NASA's MESSENGER Mission To Crash Into Mercury In 2 Weeks
astroengine writes: NASA's MESSENGER spacecraft is in the final days of an unprecedented and unexpectedly long-lived, close-up study of the innermost planet of the solar system, with a crashing finale expected in two weeks. Out of fuel, the robotic Mercury Surface, Space Environment, Geochemistry and Ranging, or MESSENGER, probe on April 30 will succumb to the gravitational pull of this strange world that has been its home since March 2011. The purpose of the mission, originally designed to last one year, is to collect detailed geochemical and other data that will help scientists piece together of how Mercury formed and evolved. "MESSENGER is going to create a new crater on Mercury sometime in the near future ... let's not be sad about that," NASA associate administrator John Grunsfeld said Thursday.
The Johns Hopkins Applied Physics Laboratory has an excellent site for looking through the pictures MESSENGER has taken and the science it's done.
When will people stop talking about gravity is it it is in a struggle with object X and eventually it wins.

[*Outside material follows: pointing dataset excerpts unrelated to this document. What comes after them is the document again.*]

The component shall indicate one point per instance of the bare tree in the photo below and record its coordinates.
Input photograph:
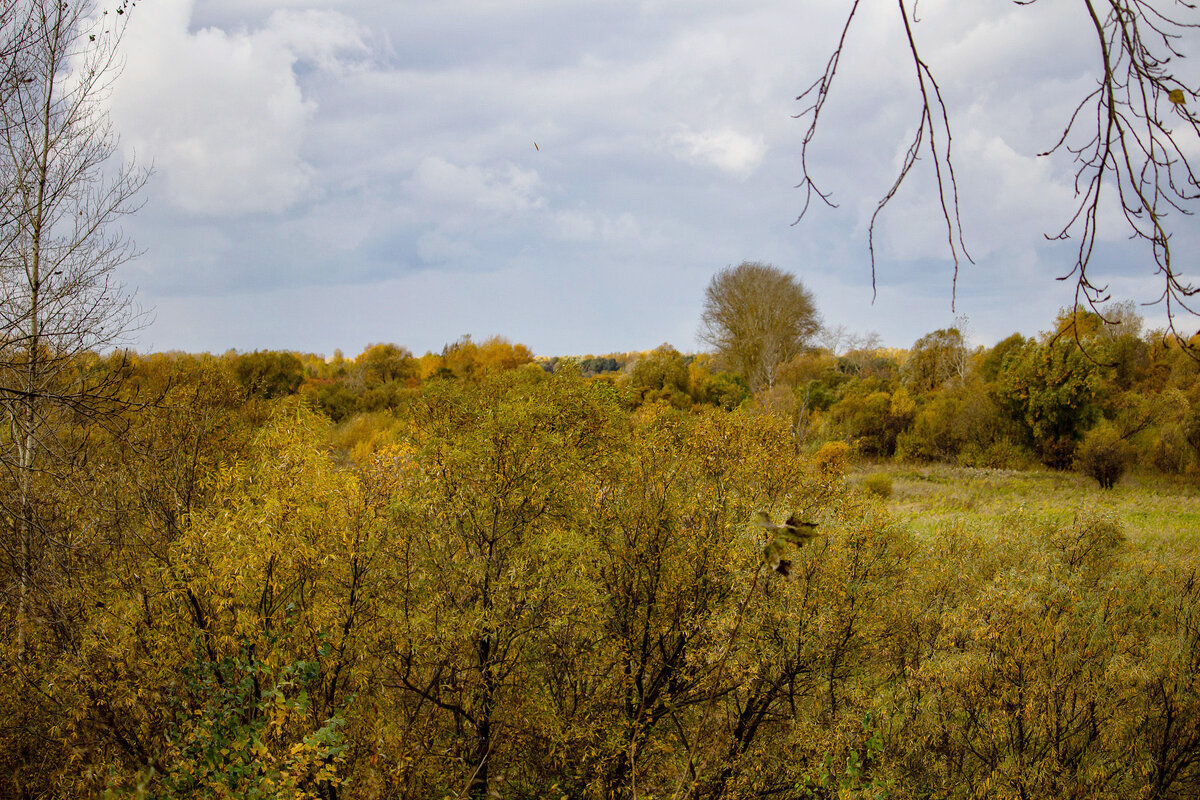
(59, 251)
(756, 318)
(1132, 138)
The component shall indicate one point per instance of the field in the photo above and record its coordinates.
(1153, 511)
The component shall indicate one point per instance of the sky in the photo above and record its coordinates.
(570, 174)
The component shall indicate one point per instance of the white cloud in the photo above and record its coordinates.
(503, 191)
(730, 151)
(222, 115)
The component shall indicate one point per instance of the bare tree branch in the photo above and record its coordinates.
(1129, 140)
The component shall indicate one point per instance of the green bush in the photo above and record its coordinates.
(1103, 455)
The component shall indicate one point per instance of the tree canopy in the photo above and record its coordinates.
(756, 318)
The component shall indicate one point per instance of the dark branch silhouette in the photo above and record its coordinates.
(1129, 140)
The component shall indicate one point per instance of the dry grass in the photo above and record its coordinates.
(1155, 512)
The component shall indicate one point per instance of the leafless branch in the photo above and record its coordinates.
(1129, 139)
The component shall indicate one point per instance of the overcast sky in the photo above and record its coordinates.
(335, 173)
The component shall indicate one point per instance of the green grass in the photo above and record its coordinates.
(1153, 511)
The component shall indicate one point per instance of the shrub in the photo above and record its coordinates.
(879, 483)
(1103, 455)
(831, 458)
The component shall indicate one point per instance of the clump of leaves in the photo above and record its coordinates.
(241, 729)
(792, 533)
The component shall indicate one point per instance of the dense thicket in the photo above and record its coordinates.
(508, 581)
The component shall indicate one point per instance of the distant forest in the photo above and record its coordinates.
(480, 573)
(1096, 394)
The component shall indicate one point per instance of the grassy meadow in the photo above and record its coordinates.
(1152, 511)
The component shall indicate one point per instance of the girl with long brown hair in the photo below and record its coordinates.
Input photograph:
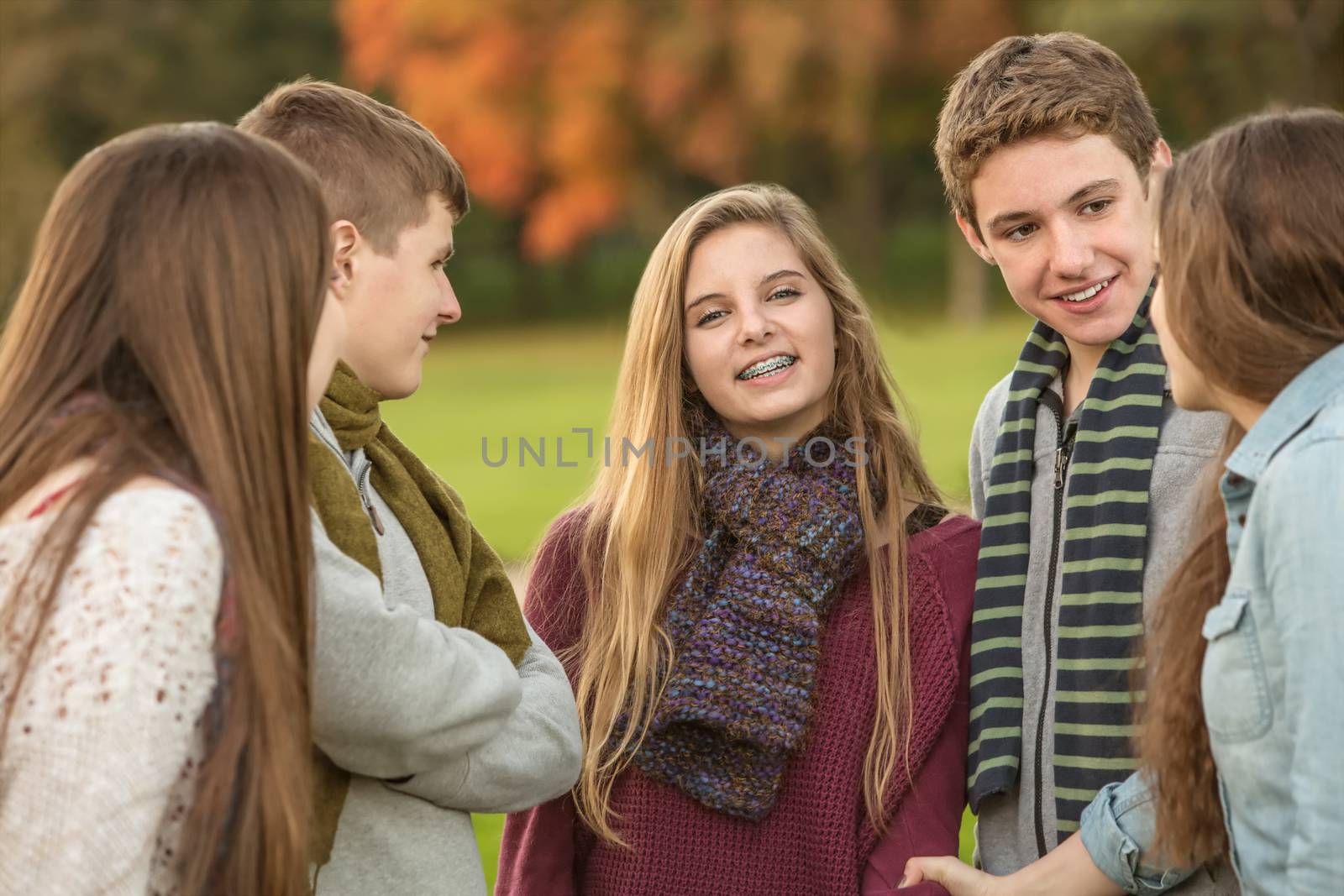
(763, 604)
(156, 378)
(1243, 725)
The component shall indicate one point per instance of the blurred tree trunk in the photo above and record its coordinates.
(968, 281)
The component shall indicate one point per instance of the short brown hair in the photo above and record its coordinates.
(1021, 87)
(376, 164)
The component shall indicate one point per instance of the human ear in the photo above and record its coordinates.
(968, 230)
(346, 244)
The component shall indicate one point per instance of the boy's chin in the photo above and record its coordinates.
(402, 385)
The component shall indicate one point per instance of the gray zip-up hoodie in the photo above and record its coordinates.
(1011, 825)
(433, 723)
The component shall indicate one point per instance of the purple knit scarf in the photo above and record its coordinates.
(746, 621)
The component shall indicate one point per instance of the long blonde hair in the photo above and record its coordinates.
(644, 516)
(174, 293)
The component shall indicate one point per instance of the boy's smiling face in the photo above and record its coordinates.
(1070, 224)
(396, 304)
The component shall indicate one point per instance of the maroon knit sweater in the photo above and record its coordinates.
(816, 840)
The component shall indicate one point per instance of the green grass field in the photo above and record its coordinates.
(542, 383)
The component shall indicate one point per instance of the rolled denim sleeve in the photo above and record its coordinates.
(1305, 566)
(1117, 829)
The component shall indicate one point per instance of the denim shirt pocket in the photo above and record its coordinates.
(1234, 684)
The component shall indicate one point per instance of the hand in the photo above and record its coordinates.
(958, 878)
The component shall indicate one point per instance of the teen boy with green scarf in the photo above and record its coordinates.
(1082, 469)
(432, 696)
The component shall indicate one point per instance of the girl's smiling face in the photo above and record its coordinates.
(759, 333)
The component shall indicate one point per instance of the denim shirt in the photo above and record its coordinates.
(1273, 679)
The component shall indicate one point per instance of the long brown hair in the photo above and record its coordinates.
(644, 517)
(165, 328)
(1253, 282)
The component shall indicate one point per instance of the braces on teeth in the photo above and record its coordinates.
(768, 365)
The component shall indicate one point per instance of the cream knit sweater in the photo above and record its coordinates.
(97, 768)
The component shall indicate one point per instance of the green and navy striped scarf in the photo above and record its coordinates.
(1101, 602)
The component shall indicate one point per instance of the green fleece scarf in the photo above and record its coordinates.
(467, 578)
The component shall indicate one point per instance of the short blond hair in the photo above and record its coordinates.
(375, 163)
(1021, 87)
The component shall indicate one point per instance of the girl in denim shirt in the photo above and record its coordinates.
(1250, 313)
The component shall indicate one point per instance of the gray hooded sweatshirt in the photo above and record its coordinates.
(1008, 824)
(432, 721)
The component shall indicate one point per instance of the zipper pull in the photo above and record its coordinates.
(373, 515)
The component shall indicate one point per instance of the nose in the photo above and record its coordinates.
(754, 324)
(449, 312)
(1072, 253)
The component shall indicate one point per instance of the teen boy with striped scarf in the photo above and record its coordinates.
(1082, 469)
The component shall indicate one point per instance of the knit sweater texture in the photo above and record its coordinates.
(816, 839)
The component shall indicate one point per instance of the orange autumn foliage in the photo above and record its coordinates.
(566, 113)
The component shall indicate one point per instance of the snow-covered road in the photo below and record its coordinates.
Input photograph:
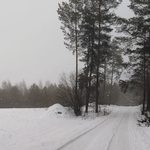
(40, 129)
(113, 134)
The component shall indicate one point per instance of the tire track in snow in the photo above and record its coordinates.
(84, 133)
(114, 134)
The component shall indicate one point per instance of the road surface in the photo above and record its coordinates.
(118, 132)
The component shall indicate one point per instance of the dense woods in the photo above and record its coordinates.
(87, 26)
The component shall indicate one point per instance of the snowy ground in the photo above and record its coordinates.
(57, 129)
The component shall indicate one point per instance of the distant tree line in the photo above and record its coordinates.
(39, 95)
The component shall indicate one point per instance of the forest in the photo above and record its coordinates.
(101, 41)
(88, 26)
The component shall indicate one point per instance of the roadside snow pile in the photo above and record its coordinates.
(58, 110)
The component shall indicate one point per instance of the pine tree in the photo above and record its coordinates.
(70, 15)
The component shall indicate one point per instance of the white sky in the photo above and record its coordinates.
(31, 42)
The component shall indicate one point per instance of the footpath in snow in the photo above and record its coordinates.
(56, 128)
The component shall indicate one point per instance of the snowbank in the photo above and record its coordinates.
(57, 110)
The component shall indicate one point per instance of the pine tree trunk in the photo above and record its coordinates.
(98, 58)
(111, 83)
(104, 88)
(144, 82)
(77, 101)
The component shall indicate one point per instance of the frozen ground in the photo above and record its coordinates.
(56, 128)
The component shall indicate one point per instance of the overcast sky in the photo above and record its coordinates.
(31, 42)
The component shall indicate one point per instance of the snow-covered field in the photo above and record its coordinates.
(56, 128)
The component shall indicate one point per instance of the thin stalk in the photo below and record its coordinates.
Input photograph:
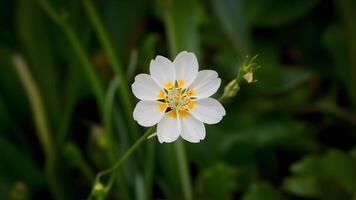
(115, 63)
(79, 50)
(110, 148)
(183, 170)
(43, 130)
(104, 190)
(179, 146)
(184, 175)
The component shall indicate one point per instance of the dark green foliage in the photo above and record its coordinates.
(289, 135)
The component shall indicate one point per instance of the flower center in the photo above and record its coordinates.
(177, 98)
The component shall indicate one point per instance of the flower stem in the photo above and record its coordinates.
(43, 130)
(79, 50)
(184, 175)
(116, 166)
(179, 146)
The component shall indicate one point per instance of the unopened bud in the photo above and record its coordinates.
(248, 77)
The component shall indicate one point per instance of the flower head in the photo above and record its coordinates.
(177, 97)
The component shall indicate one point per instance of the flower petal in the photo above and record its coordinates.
(168, 129)
(145, 88)
(148, 113)
(193, 130)
(205, 84)
(209, 111)
(186, 67)
(162, 71)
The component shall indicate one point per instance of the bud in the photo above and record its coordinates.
(98, 187)
(248, 77)
(231, 89)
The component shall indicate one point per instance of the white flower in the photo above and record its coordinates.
(176, 96)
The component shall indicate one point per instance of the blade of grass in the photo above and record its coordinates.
(180, 39)
(43, 130)
(107, 120)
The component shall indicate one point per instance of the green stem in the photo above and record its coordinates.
(115, 64)
(79, 50)
(43, 131)
(118, 164)
(183, 170)
(179, 146)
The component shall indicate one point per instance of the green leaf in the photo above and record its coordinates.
(277, 12)
(341, 168)
(18, 165)
(231, 16)
(263, 191)
(181, 23)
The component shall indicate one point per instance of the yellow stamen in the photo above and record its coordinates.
(168, 85)
(161, 95)
(183, 114)
(191, 104)
(180, 83)
(162, 107)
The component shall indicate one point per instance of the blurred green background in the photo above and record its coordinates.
(290, 135)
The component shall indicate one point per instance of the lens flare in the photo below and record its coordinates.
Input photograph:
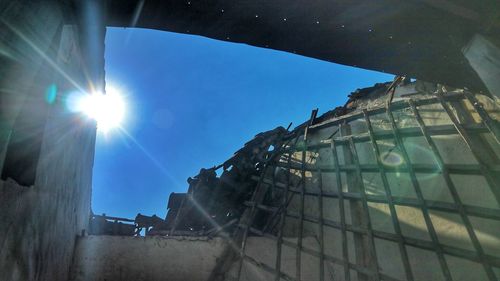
(108, 109)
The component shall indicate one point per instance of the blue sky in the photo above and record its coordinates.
(192, 102)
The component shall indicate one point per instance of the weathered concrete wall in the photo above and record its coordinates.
(119, 258)
(471, 187)
(41, 61)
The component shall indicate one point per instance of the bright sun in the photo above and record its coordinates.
(107, 109)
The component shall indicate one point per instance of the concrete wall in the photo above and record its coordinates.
(473, 191)
(118, 258)
(42, 60)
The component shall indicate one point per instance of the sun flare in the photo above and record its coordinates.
(108, 109)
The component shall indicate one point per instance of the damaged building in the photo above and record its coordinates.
(400, 183)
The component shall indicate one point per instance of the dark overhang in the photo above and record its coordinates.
(421, 39)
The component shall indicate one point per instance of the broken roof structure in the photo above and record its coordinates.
(400, 183)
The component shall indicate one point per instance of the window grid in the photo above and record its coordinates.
(372, 270)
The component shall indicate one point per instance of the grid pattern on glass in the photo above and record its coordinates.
(363, 248)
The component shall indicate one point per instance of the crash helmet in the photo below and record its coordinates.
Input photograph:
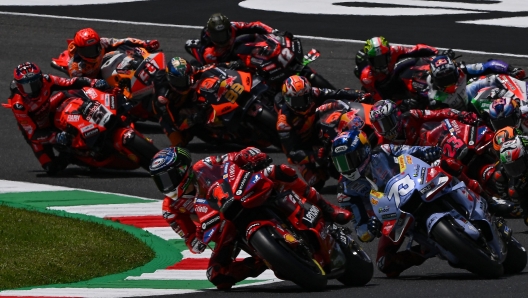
(296, 91)
(378, 52)
(502, 135)
(171, 170)
(505, 111)
(444, 74)
(219, 30)
(88, 45)
(28, 79)
(385, 117)
(513, 156)
(351, 153)
(179, 74)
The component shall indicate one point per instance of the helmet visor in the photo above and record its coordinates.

People constantly talk about "Black Holes" sucking in, "inevitable"....
MESSENGER did NOT run out of fuel and SUCCUMB to the gravitation pull of Mercury. Mercury ran out of fuel and continued on it's gravitationally influenced trajectory which was chosen to crash it. they could have left it in an eternal orbit if they wanted too - and the journalist would probably say it "did not succumb" to gravity - which is equally nonsensical. Gravity did not some get the upper hand because this spacecraft ran out of fuel. That craft will always be influenced by Mercury's gravity, no matter how many fragments it smashes into, unless a fragment gets an upwards speed of more than 4.3km/s, in which case it will ESCAPE Mercury's gravity.